Le mari trompé traverse la rue en courant et tout en vociférant assène une gifle retentissante à sa femme qui recule et se retrouve le dos collé contre le mur de l’hôtel.

Une deuxième gifle violente et elle se retrouve un peu groggy allongée sur le sol. S’aidant de ses mains, repliant et écartant ses jambes elle essaye de se relever et dans le mouvement qu’elle fait sa jupe qui la moule remonte et son mari qui se trouve en face d’elle s’aperçoit qu’elle n’a pas de culotte.
Il lui fait une scène terrible qui attire les passants.
Une fois le mari sorti de l’hôtel j’avais rejoint mon amie et Comme d’habitude assises, bien placées, à la terrasse du bar d’ou la vue est superbe et nous ne ratons rien du spectacle tout en prenant des photos.

Satisfaites du résultat nous trinquons avec une coupe de champagne.

Le lendemain une voisine nous apprend que son mari l’a ramenée dans son fourgon et l’a fait entrer dans leur maison en la tirant par les cheveux puis qu’elle a passé un mauvais quart d’heure.
La scène n’a pas été discrète car aucun des deux n’a pensé à refermer la porte d’entrée.

Quelques jours plus tard nous croisons Pauline dans la rue, elle porte des lunettes noires malgré le temps couvert.

Elle passe sans nous regarder, du coup nous prenons l’initiative.
<<alors ça va mieux>>.
<<de quoi parlez vous>>.
<<des gifles et de la scène de ménage devant un certain hôtel il y a trois jours>>.
Elle pâlit et reste immobile à nous regarder hébétée.
<<il vous a bien amochée votre mari, le maquillage cache mal les bleus sur votre visage et je ne parle pas du coquard à votre oeil droit>>.

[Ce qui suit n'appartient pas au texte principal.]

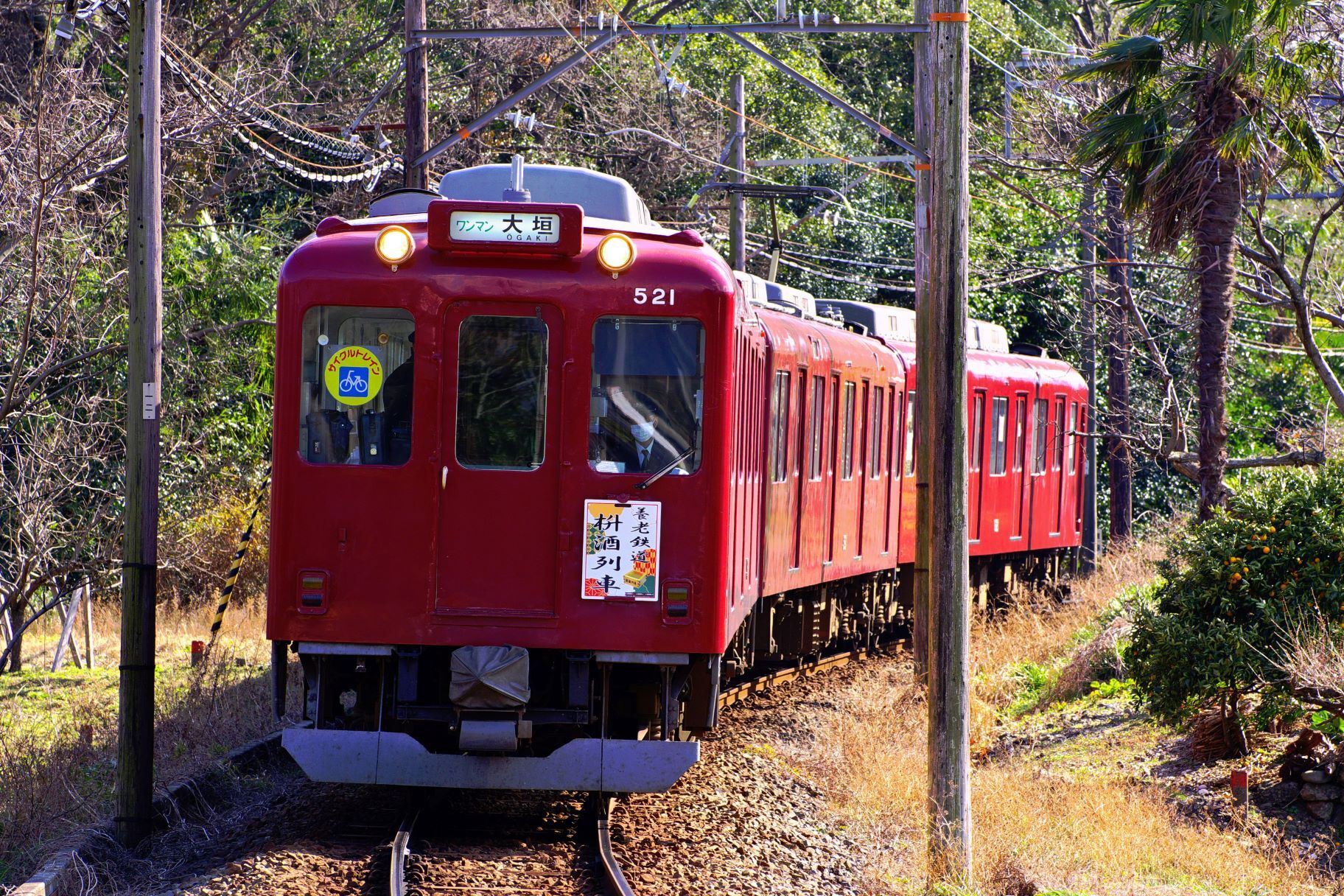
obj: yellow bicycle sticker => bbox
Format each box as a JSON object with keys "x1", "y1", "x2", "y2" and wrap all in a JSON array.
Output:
[{"x1": 324, "y1": 346, "x2": 383, "y2": 405}]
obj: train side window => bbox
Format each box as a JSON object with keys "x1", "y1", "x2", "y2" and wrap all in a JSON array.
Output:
[
  {"x1": 868, "y1": 385, "x2": 882, "y2": 480},
  {"x1": 298, "y1": 305, "x2": 416, "y2": 466},
  {"x1": 1031, "y1": 398, "x2": 1050, "y2": 473},
  {"x1": 840, "y1": 383, "x2": 853, "y2": 480},
  {"x1": 589, "y1": 315, "x2": 710, "y2": 475},
  {"x1": 970, "y1": 390, "x2": 985, "y2": 473},
  {"x1": 770, "y1": 371, "x2": 789, "y2": 482},
  {"x1": 1065, "y1": 402, "x2": 1078, "y2": 475},
  {"x1": 1050, "y1": 398, "x2": 1065, "y2": 470},
  {"x1": 1012, "y1": 396, "x2": 1027, "y2": 473},
  {"x1": 455, "y1": 315, "x2": 550, "y2": 470},
  {"x1": 989, "y1": 395, "x2": 1008, "y2": 475},
  {"x1": 906, "y1": 390, "x2": 920, "y2": 475},
  {"x1": 808, "y1": 376, "x2": 827, "y2": 480}
]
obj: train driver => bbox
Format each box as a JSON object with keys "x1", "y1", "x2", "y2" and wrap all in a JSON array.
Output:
[{"x1": 606, "y1": 388, "x2": 687, "y2": 475}]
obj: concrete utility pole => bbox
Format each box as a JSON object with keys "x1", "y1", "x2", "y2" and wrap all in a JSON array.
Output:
[
  {"x1": 906, "y1": 0, "x2": 933, "y2": 685},
  {"x1": 917, "y1": 0, "x2": 970, "y2": 885},
  {"x1": 1078, "y1": 178, "x2": 1096, "y2": 575},
  {"x1": 405, "y1": 0, "x2": 429, "y2": 189},
  {"x1": 729, "y1": 75, "x2": 747, "y2": 270},
  {"x1": 1106, "y1": 180, "x2": 1134, "y2": 545},
  {"x1": 116, "y1": 0, "x2": 163, "y2": 847}
]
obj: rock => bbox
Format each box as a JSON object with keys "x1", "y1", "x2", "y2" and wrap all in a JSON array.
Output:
[
  {"x1": 1302, "y1": 802, "x2": 1334, "y2": 821},
  {"x1": 1298, "y1": 785, "x2": 1344, "y2": 802},
  {"x1": 1278, "y1": 754, "x2": 1317, "y2": 780},
  {"x1": 1285, "y1": 728, "x2": 1334, "y2": 756},
  {"x1": 1300, "y1": 762, "x2": 1334, "y2": 785}
]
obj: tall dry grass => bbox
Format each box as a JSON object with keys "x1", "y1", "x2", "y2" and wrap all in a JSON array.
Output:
[
  {"x1": 0, "y1": 602, "x2": 281, "y2": 885},
  {"x1": 791, "y1": 542, "x2": 1334, "y2": 896}
]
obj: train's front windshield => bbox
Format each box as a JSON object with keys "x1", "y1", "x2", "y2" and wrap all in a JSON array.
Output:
[{"x1": 589, "y1": 317, "x2": 704, "y2": 475}]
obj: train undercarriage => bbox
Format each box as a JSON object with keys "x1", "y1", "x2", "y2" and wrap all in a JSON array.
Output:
[{"x1": 273, "y1": 550, "x2": 1075, "y2": 793}]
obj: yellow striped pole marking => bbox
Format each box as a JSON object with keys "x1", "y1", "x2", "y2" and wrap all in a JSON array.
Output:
[{"x1": 207, "y1": 463, "x2": 270, "y2": 649}]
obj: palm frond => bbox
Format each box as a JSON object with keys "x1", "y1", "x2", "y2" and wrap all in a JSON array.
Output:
[
  {"x1": 1214, "y1": 116, "x2": 1267, "y2": 163},
  {"x1": 1281, "y1": 116, "x2": 1331, "y2": 175},
  {"x1": 1261, "y1": 0, "x2": 1312, "y2": 32},
  {"x1": 1065, "y1": 35, "x2": 1166, "y2": 83},
  {"x1": 1259, "y1": 52, "x2": 1310, "y2": 103}
]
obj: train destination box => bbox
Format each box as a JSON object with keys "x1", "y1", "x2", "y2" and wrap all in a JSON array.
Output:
[{"x1": 427, "y1": 199, "x2": 584, "y2": 255}]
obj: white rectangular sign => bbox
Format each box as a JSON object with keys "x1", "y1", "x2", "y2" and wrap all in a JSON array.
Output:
[
  {"x1": 584, "y1": 501, "x2": 662, "y2": 601},
  {"x1": 447, "y1": 209, "x2": 561, "y2": 243}
]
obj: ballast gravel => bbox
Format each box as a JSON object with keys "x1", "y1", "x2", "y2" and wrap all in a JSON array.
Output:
[{"x1": 76, "y1": 657, "x2": 895, "y2": 896}]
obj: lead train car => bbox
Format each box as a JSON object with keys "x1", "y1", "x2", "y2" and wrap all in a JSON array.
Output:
[{"x1": 267, "y1": 165, "x2": 1086, "y2": 793}]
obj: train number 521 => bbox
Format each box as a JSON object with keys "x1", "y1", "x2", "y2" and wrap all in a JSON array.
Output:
[{"x1": 634, "y1": 286, "x2": 676, "y2": 305}]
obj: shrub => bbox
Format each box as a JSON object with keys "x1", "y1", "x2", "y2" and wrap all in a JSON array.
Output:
[{"x1": 1127, "y1": 465, "x2": 1344, "y2": 752}]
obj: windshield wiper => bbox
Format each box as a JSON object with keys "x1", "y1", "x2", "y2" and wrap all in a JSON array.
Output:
[{"x1": 634, "y1": 444, "x2": 695, "y2": 489}]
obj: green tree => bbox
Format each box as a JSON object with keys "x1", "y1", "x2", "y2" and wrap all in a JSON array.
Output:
[{"x1": 1073, "y1": 0, "x2": 1332, "y2": 520}]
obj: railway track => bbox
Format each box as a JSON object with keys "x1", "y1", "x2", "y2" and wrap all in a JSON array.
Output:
[
  {"x1": 385, "y1": 791, "x2": 623, "y2": 896},
  {"x1": 385, "y1": 648, "x2": 903, "y2": 896},
  {"x1": 376, "y1": 642, "x2": 899, "y2": 896}
]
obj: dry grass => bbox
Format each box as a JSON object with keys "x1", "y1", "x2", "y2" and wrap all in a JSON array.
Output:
[
  {"x1": 796, "y1": 543, "x2": 1334, "y2": 896},
  {"x1": 0, "y1": 602, "x2": 276, "y2": 885}
]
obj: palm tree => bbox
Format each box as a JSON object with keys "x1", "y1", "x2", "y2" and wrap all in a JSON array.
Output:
[{"x1": 1070, "y1": 0, "x2": 1332, "y2": 519}]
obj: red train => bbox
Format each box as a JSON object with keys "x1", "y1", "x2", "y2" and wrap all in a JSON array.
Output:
[{"x1": 267, "y1": 164, "x2": 1088, "y2": 793}]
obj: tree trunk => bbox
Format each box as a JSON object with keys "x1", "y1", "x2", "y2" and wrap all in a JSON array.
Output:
[
  {"x1": 1195, "y1": 155, "x2": 1242, "y2": 520},
  {"x1": 1106, "y1": 180, "x2": 1134, "y2": 547},
  {"x1": 10, "y1": 612, "x2": 23, "y2": 672}
]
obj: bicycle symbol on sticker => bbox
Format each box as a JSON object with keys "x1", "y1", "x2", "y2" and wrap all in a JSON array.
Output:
[
  {"x1": 323, "y1": 346, "x2": 383, "y2": 405},
  {"x1": 336, "y1": 367, "x2": 368, "y2": 398}
]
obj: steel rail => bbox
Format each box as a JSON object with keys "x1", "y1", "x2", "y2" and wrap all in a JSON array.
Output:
[
  {"x1": 387, "y1": 808, "x2": 419, "y2": 896},
  {"x1": 719, "y1": 638, "x2": 902, "y2": 710},
  {"x1": 414, "y1": 21, "x2": 928, "y2": 41},
  {"x1": 595, "y1": 794, "x2": 636, "y2": 896}
]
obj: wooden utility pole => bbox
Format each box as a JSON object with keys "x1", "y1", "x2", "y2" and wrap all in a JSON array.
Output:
[
  {"x1": 116, "y1": 0, "x2": 163, "y2": 847},
  {"x1": 915, "y1": 0, "x2": 970, "y2": 885},
  {"x1": 405, "y1": 0, "x2": 429, "y2": 189},
  {"x1": 1106, "y1": 180, "x2": 1134, "y2": 545},
  {"x1": 1078, "y1": 183, "x2": 1096, "y2": 575},
  {"x1": 906, "y1": 0, "x2": 933, "y2": 685},
  {"x1": 729, "y1": 75, "x2": 747, "y2": 270}
]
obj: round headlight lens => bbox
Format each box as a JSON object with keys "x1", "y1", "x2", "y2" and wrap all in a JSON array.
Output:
[
  {"x1": 374, "y1": 224, "x2": 416, "y2": 265},
  {"x1": 597, "y1": 234, "x2": 634, "y2": 274}
]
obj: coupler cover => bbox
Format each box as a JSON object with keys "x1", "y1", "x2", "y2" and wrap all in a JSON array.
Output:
[{"x1": 447, "y1": 646, "x2": 532, "y2": 710}]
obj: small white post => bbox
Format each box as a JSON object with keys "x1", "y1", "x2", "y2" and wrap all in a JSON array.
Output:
[
  {"x1": 85, "y1": 579, "x2": 93, "y2": 669},
  {"x1": 51, "y1": 586, "x2": 83, "y2": 672}
]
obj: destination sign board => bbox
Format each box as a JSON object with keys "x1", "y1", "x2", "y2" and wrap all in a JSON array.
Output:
[
  {"x1": 427, "y1": 199, "x2": 584, "y2": 255},
  {"x1": 447, "y1": 211, "x2": 561, "y2": 243}
]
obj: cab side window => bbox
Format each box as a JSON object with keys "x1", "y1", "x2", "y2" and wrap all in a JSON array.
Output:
[
  {"x1": 589, "y1": 317, "x2": 710, "y2": 475},
  {"x1": 298, "y1": 305, "x2": 416, "y2": 466}
]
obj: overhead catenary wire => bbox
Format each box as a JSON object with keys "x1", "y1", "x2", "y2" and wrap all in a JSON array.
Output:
[
  {"x1": 970, "y1": 10, "x2": 1074, "y2": 57},
  {"x1": 1004, "y1": 0, "x2": 1075, "y2": 49}
]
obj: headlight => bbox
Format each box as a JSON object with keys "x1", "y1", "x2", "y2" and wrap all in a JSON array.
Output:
[
  {"x1": 374, "y1": 224, "x2": 416, "y2": 267},
  {"x1": 597, "y1": 234, "x2": 634, "y2": 277}
]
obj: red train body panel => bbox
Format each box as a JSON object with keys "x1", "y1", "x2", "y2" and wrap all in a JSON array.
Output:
[{"x1": 267, "y1": 167, "x2": 1086, "y2": 790}]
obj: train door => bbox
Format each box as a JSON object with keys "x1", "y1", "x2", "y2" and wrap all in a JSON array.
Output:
[
  {"x1": 882, "y1": 385, "x2": 900, "y2": 559},
  {"x1": 900, "y1": 390, "x2": 920, "y2": 563},
  {"x1": 966, "y1": 390, "x2": 985, "y2": 542},
  {"x1": 825, "y1": 374, "x2": 840, "y2": 566},
  {"x1": 1050, "y1": 395, "x2": 1068, "y2": 535},
  {"x1": 789, "y1": 367, "x2": 808, "y2": 570},
  {"x1": 850, "y1": 380, "x2": 872, "y2": 556},
  {"x1": 434, "y1": 302, "x2": 564, "y2": 619},
  {"x1": 1008, "y1": 392, "x2": 1031, "y2": 539}
]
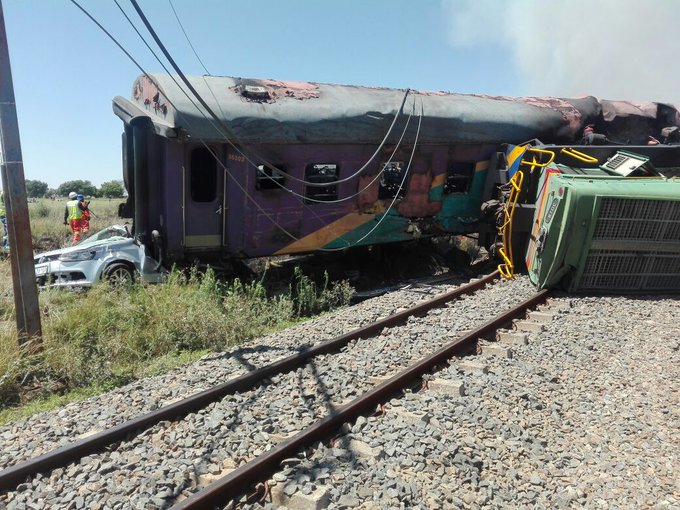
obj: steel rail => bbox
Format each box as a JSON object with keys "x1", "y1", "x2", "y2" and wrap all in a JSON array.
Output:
[
  {"x1": 0, "y1": 271, "x2": 498, "y2": 492},
  {"x1": 172, "y1": 289, "x2": 549, "y2": 510}
]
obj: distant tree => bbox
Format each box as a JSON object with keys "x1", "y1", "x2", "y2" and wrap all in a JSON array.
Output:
[
  {"x1": 57, "y1": 180, "x2": 97, "y2": 196},
  {"x1": 99, "y1": 181, "x2": 125, "y2": 198},
  {"x1": 26, "y1": 179, "x2": 49, "y2": 198}
]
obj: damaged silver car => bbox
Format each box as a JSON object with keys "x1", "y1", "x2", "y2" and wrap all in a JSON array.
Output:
[{"x1": 35, "y1": 225, "x2": 162, "y2": 287}]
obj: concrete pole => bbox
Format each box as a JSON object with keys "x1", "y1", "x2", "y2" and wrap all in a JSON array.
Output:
[{"x1": 0, "y1": 0, "x2": 42, "y2": 348}]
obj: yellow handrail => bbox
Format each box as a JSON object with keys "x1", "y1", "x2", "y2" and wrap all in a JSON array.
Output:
[
  {"x1": 560, "y1": 147, "x2": 597, "y2": 163},
  {"x1": 519, "y1": 147, "x2": 555, "y2": 172},
  {"x1": 498, "y1": 169, "x2": 524, "y2": 279}
]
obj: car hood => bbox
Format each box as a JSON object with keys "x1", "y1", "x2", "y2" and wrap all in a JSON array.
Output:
[{"x1": 33, "y1": 226, "x2": 134, "y2": 263}]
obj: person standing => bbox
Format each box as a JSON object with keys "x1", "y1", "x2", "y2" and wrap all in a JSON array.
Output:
[
  {"x1": 76, "y1": 195, "x2": 90, "y2": 234},
  {"x1": 64, "y1": 191, "x2": 83, "y2": 244},
  {"x1": 0, "y1": 191, "x2": 9, "y2": 251}
]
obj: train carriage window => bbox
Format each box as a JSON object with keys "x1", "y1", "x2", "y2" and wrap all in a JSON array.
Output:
[
  {"x1": 189, "y1": 147, "x2": 217, "y2": 202},
  {"x1": 444, "y1": 161, "x2": 475, "y2": 195},
  {"x1": 255, "y1": 165, "x2": 286, "y2": 191},
  {"x1": 305, "y1": 163, "x2": 338, "y2": 204},
  {"x1": 378, "y1": 161, "x2": 406, "y2": 200}
]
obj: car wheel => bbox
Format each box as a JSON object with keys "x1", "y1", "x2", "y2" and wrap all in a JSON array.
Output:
[{"x1": 104, "y1": 262, "x2": 135, "y2": 287}]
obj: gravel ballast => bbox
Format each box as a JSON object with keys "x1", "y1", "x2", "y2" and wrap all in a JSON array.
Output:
[
  {"x1": 274, "y1": 297, "x2": 680, "y2": 508},
  {"x1": 0, "y1": 277, "x2": 680, "y2": 509}
]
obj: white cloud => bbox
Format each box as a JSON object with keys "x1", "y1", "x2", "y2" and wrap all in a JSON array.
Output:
[{"x1": 442, "y1": 0, "x2": 680, "y2": 103}]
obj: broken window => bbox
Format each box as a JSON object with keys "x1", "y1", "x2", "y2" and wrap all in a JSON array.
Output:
[
  {"x1": 444, "y1": 161, "x2": 475, "y2": 195},
  {"x1": 255, "y1": 165, "x2": 286, "y2": 191},
  {"x1": 189, "y1": 147, "x2": 217, "y2": 202},
  {"x1": 305, "y1": 163, "x2": 338, "y2": 204},
  {"x1": 378, "y1": 161, "x2": 406, "y2": 200}
]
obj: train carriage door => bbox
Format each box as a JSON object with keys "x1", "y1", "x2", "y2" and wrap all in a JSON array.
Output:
[{"x1": 183, "y1": 146, "x2": 226, "y2": 251}]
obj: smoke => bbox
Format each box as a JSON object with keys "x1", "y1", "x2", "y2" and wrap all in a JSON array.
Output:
[{"x1": 441, "y1": 0, "x2": 680, "y2": 103}]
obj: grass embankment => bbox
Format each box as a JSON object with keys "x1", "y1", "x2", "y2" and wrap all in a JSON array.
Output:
[{"x1": 0, "y1": 202, "x2": 351, "y2": 424}]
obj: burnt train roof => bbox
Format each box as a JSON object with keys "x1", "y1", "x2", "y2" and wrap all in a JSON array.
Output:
[{"x1": 113, "y1": 74, "x2": 680, "y2": 144}]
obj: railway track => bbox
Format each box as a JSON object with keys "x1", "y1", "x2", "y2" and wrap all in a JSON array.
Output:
[{"x1": 0, "y1": 274, "x2": 546, "y2": 508}]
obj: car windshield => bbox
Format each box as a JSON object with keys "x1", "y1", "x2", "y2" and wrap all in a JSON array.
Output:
[{"x1": 80, "y1": 225, "x2": 130, "y2": 246}]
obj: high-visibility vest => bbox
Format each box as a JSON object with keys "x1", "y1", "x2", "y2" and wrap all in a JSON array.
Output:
[{"x1": 66, "y1": 200, "x2": 83, "y2": 221}]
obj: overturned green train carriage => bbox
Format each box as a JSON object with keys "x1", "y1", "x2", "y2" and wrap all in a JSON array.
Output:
[
  {"x1": 494, "y1": 147, "x2": 680, "y2": 292},
  {"x1": 113, "y1": 74, "x2": 680, "y2": 288}
]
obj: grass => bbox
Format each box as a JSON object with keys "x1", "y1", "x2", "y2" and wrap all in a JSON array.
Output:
[{"x1": 0, "y1": 197, "x2": 352, "y2": 424}]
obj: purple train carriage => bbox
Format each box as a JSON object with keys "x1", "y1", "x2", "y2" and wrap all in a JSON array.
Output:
[{"x1": 113, "y1": 74, "x2": 680, "y2": 265}]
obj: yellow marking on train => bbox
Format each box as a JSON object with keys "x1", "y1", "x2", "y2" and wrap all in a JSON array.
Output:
[
  {"x1": 507, "y1": 145, "x2": 526, "y2": 168},
  {"x1": 274, "y1": 213, "x2": 375, "y2": 255}
]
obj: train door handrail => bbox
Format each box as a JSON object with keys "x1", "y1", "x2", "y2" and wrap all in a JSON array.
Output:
[{"x1": 498, "y1": 168, "x2": 524, "y2": 280}]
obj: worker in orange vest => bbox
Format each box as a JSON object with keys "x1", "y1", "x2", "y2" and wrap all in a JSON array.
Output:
[
  {"x1": 76, "y1": 195, "x2": 91, "y2": 234},
  {"x1": 64, "y1": 191, "x2": 83, "y2": 244}
]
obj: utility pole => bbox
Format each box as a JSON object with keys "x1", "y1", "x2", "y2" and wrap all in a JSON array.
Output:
[{"x1": 0, "y1": 0, "x2": 42, "y2": 349}]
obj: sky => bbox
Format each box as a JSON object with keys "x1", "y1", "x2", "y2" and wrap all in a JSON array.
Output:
[{"x1": 2, "y1": 0, "x2": 680, "y2": 188}]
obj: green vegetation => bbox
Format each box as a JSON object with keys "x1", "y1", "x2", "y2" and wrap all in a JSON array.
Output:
[
  {"x1": 97, "y1": 181, "x2": 125, "y2": 198},
  {"x1": 0, "y1": 197, "x2": 352, "y2": 423},
  {"x1": 57, "y1": 180, "x2": 97, "y2": 197}
]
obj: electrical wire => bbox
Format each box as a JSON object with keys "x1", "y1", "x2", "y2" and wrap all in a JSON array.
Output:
[
  {"x1": 168, "y1": 0, "x2": 210, "y2": 75},
  {"x1": 71, "y1": 0, "x2": 422, "y2": 251},
  {"x1": 130, "y1": 0, "x2": 410, "y2": 191},
  {"x1": 122, "y1": 0, "x2": 415, "y2": 204},
  {"x1": 320, "y1": 99, "x2": 424, "y2": 251},
  {"x1": 70, "y1": 0, "x2": 299, "y2": 241},
  {"x1": 114, "y1": 0, "x2": 415, "y2": 253}
]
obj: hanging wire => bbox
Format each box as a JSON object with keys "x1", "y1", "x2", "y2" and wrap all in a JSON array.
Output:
[
  {"x1": 168, "y1": 0, "x2": 210, "y2": 75},
  {"x1": 114, "y1": 0, "x2": 415, "y2": 222},
  {"x1": 70, "y1": 0, "x2": 422, "y2": 251},
  {"x1": 113, "y1": 0, "x2": 415, "y2": 203},
  {"x1": 70, "y1": 0, "x2": 299, "y2": 241},
  {"x1": 319, "y1": 99, "x2": 424, "y2": 251},
  {"x1": 130, "y1": 0, "x2": 410, "y2": 191},
  {"x1": 114, "y1": 0, "x2": 415, "y2": 254}
]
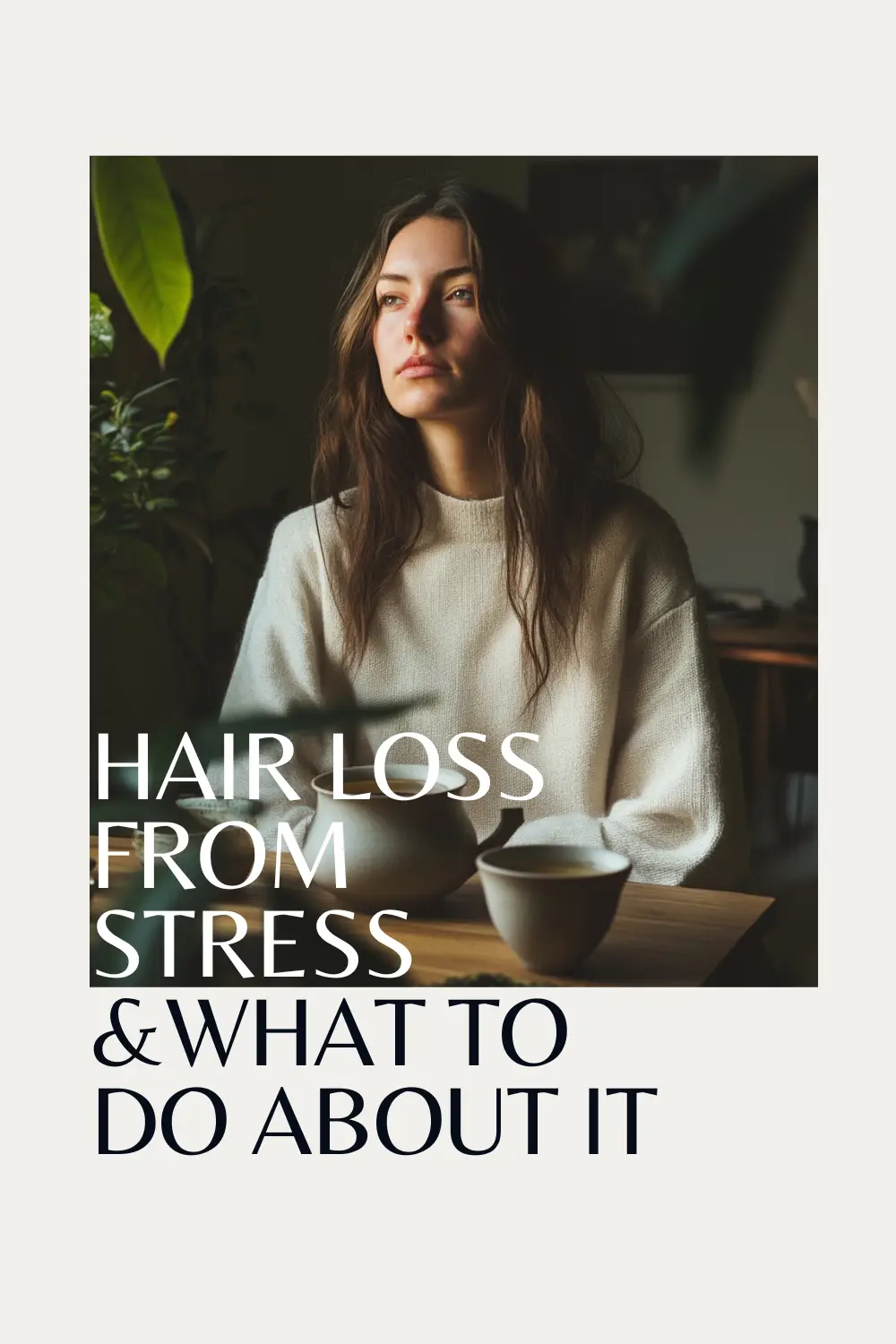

<<ce qui se passe dans mon ménage ne vous regarde pas>>.
<<c’est bien de nous faire passer pour des putains dans le quartier mais vous ne valez pas mieux que nous>>.
<<je ne vois pas ce que vous voulez dire>>.
<<quand on trompe son mari et que l’on va faire l’amour avec différents amants dans une chambre d’hôtel on n’est pas autre chose qu’une putain et maintenant le quartier va vous connaitre et vous montrer du doigt>>.

<<sans preuves c’est de la calomnie, vos propos mensongers et vos insultes peuvent vous coûter cher>>.
<<ce sont des connaissances à nous qui vous ont sautée, ils ont aussi filmé vos exploits>>.
Je sors une enveloppe de mon sac à main.
<<regardez il y a des photos très explicites prises devant l’hôtel et les cassettes ce sont des films de vos parties de jambes en l’air. Si vous voulez regarder vos exploits je peux vous les donner, ce ne sont que des copies.

Quittez votre air supérieur vous ne valez pas mieux que nous>>.
Elle accuse le coup, Martine enfonce le clou.
<<et Xavier qu’est ce qu’il en pense, à mon avis il ne va pas laisser ça là, c’est étonnant qu’il ne vous aie pas encore virée>>.
<<si je comprends bien c’est à cause de vous que je suis dans cette situation. J’ai du céder à Xavier la société qu’il dirige comme gérant et transférer la maison à son nom alors que c’est moi qui ai tout payé avec mes biens et ce que j’ai touché d’un héritage, il ne me reste plus rien.

Ce sont les conditions qu’il m’a imposées pour ne pas demander le divorce et exiger des compensations financières>>.
<<estimez vous heureuse qu’il ne vous mette pas à la rue avec votre baluchon ou seulement avec les fringues que vous avez sur le dos>>.
<<la vous êtes allées trop loin>>.
<<il fallait rester à votre place et ne pas vous occuper des affaires de cul des autres. Maintenant au moindre ragot sur nous des photos seront distribuées dans des boîtes à lettres et pourquoi pas des films aussi, ça vous amusera peut être de voir des mâles en rut tourner autour de vous en pensant qu’il y a une femme facile à sauter>>.

<<salopes, vous n’allez pas oser faire ça>>.
<<pourquoi pas, il faut bien donner un sujet de conversation aux gens>>.
<<pourquoi aller plus loin, on me regarde déjà d’un drôle d’air et avec des sourires narquois>>.
<<bienvenue au club des putains dont vous faites partie maintenant, continuez à prendre des amants car il faut assumer pleinement votre nouvelle réputation même si elle n’est pas flatteuse>>.
Elle s’en va penaude et certainement en nous maudissant.